The Murakami novel was terrific. A real return to form and very much like a harder edged 'Hardboiled Wonderland at the Edge of the World' - one of my all time favourite novels. More later on that when I can actually think straight.

I have just come off a hard week editing.  Let me explain. My editor asked me politely if I could lose 10 to 15,000 words from a novel for an international edition.  Say it slowly, ten to fifteen thousand words.  It seems translation costs are high and if I could get the page count down … you get the picture.

OK, you aren’t going to say no – not if you want your book to be a success and the choice is either I do it or the editor.  My pal Carine says it is rather like being asked to choose whether to cut off your toes or fingers.  I’d say it isn’t quite as drastic as that.  I recall when I was a kid someone used to give our family a subscription to the Readers Digest ‘abridged’ popular novels of the day and once when ill I read one and then some years later read the whole book – it is hard to say what was missed exactly but perhaps character development, the moments when a character might contemplate their next move over a cup of tea or that brief moment when they saw someone from on top of their bus, arm in arm with another, and it breaks their heart and everyone can see her crying and she can’t stop.  (Yes that scene was cut).  I never read any others and always felt it was wrong that abridged novels existed at all.
Every time you go to see a movie based on a novel – you are strongly aware of what is missing.  (Except in a Harry Potter movie when it might be a blessing).

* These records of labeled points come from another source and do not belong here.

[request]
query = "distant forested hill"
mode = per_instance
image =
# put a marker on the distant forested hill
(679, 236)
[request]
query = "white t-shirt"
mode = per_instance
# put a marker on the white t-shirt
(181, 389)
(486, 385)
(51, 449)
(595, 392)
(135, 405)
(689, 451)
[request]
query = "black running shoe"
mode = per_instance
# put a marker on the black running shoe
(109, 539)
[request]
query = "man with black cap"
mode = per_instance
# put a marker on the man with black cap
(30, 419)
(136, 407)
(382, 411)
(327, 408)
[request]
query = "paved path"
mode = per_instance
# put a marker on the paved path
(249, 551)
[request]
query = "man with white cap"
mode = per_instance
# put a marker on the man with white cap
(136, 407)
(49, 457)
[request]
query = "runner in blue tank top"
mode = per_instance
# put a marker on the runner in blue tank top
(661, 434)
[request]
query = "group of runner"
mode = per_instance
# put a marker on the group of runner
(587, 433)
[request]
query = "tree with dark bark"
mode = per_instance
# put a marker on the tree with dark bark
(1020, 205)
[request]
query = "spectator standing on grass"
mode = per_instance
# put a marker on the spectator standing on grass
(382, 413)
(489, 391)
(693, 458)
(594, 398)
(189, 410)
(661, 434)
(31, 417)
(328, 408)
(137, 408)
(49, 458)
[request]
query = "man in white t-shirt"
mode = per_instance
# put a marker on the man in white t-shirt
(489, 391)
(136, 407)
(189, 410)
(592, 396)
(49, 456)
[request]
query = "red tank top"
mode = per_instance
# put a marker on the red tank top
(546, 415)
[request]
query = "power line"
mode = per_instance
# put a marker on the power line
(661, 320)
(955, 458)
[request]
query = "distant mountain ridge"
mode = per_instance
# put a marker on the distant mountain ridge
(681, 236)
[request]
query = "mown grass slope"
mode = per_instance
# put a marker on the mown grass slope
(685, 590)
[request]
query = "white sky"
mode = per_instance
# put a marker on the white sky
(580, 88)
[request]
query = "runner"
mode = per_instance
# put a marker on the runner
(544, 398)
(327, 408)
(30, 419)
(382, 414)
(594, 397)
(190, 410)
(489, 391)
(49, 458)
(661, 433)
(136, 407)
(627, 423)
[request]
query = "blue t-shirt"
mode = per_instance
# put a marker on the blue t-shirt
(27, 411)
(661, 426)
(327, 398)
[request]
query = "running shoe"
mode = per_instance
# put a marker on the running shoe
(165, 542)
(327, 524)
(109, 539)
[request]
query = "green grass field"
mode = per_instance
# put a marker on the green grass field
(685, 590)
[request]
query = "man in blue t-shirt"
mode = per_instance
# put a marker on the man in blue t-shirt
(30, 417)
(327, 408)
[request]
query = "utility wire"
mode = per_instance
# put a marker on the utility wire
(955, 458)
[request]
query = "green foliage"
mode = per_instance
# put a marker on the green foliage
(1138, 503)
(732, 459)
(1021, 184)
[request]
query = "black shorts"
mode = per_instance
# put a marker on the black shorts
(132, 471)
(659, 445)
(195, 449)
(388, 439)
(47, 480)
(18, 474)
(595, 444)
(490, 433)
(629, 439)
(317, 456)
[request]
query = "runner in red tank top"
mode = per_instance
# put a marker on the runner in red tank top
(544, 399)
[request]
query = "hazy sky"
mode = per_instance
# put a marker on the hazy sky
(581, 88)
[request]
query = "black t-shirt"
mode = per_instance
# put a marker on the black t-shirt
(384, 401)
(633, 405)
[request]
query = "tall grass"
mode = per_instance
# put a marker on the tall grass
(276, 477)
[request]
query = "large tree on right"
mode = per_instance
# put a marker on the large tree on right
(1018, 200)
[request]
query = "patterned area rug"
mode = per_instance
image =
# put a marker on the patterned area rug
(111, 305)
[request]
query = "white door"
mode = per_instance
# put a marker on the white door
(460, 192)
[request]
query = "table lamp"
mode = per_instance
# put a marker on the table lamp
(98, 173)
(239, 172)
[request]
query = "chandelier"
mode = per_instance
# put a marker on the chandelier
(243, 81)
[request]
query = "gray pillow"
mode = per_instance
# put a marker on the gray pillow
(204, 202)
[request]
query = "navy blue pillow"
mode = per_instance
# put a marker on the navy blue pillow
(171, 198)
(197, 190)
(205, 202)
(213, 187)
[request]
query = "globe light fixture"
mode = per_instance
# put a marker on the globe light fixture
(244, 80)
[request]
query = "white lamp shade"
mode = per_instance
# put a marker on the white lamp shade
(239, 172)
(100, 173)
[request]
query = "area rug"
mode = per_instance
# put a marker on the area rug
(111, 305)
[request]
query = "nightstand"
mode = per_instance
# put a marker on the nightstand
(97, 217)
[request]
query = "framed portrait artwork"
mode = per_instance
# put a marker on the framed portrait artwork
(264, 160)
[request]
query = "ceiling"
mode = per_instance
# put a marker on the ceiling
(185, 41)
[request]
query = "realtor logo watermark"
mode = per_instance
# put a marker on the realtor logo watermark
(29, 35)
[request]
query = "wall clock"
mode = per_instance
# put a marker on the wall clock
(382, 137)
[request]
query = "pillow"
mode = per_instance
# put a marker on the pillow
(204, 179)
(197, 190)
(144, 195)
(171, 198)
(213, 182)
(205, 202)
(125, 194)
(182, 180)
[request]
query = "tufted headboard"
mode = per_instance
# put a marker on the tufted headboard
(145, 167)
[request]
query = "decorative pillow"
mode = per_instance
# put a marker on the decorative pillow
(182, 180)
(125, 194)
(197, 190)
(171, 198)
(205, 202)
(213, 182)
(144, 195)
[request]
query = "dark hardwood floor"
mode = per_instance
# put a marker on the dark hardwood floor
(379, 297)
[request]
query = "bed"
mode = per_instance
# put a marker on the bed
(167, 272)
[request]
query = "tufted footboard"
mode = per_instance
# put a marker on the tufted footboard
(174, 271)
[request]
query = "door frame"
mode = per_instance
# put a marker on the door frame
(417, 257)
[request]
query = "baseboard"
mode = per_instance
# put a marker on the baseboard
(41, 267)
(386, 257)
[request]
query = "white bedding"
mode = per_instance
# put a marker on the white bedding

Nuances, pauses, reactions, mistaken moments and interludes can all be dispensed with.  Boy meets girl, beds, leaves, fini.  Boy meets girl, girl realises that she has made a mistake and has a long talk with best friend on how to get out of the relationship…  Well that’s one conversation you could cut right?
So I approached my own cutting with alacrity, but not without some professional interest.  After all I have been teaching for twenty odd years and enabling others to cut their work whilst retaining the sense of it has been one of the things I have had to do.  I already knew after reading Chapter One aloud to a small group that I could excise a few paragraphs that were just an aside and could be lost without harm.  Each chapter of any book is full of some asides or such little moments.  In teaching screenwriting you are always asking yourself  - does this drive the narrative forward.  A script is like a shark, always seeking its next feed and nothing else matters.  But wait, part of the pleasure of reading a novel is just those precious little moments when you stop to smell the roses.  (A warning I did this once – had the worst attack of hay fever of my life and the girl in question walked off in disgust never to be heard from again).
Gee – see that was an aside and it reveals quite a lot.  One: I have hay fever. Two: was on a first date with a gorgeous girl. Three: she had zero sympathy for someone with hay fever and Four: I guess I was lucky to have found this out rather early).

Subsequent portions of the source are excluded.